| > Is there a law of thermodynamics which prevents AI from writing code which would train a better AI? You need to apply Wittgenstein here. This appears to be true because you haven't defined "better". If you define it, it'll become obvious that this is either false or true, but if it is true it'll be obvious in a way that doesn't make it sound interesting anymore. (For one thing our current "AI" don't come from "writing code", they just come from training bigger models on the same data. For another, making changes to code doesn't make it exponentially better, and instead breaks it if you're not careful.) > I guess people working there believe in magic. Yes, OpenAI was literally founded by a computer worshipping religious cult. > People believe that self-improvement might happen when AI is around human-level. Humans don't have a "recursive self-improvement" ability. Also not obvious that an AI that was both "aligned" and "capable of recursive self-improvement" would choose to do it; if you're an AI and you're making a new improved AI, how do you know it's aligned? It sounds unsafe. |
They do.
Humans can learn from new information, but also by iteratively distilling existing information or continuously optimizing performance on an existing task.

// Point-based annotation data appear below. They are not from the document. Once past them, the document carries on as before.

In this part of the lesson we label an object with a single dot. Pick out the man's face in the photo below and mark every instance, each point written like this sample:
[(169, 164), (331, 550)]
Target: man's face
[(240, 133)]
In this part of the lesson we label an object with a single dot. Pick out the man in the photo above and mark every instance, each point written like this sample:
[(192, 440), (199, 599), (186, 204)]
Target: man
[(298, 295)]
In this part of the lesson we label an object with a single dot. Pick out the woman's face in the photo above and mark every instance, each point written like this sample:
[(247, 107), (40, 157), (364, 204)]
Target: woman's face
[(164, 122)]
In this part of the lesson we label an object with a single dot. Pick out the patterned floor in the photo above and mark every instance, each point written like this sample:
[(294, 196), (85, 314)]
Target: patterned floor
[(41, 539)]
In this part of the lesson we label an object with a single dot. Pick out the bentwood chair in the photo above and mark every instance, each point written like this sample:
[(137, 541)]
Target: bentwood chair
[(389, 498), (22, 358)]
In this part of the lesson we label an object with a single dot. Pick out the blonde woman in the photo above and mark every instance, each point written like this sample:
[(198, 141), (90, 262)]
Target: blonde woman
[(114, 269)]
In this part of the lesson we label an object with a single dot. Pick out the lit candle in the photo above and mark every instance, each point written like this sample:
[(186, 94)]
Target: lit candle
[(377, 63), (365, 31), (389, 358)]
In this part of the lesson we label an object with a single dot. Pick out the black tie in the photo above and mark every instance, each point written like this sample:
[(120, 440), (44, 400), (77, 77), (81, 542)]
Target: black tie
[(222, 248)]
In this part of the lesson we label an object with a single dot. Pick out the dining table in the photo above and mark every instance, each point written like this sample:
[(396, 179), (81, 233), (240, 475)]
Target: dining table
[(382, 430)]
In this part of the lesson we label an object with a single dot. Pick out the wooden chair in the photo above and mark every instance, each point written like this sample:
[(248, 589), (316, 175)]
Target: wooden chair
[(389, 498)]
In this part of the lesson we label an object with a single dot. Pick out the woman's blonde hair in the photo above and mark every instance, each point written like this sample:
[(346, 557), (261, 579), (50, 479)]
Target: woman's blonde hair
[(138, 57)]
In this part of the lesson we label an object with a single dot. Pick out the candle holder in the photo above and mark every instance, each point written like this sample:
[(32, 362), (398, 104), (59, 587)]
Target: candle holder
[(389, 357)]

Mathematics is a pure instance of this, in the sense that all the patterns for conjectures and proven theorems are available to any entity to explore, no connection to the world needed.
But any information being analyzed for underlying patterns, or task being optimized for better performance, creates a recursive learning driver.
Finally, any time two or more humans compete at anything, they drive each other to learn and perform better. Models can do that too.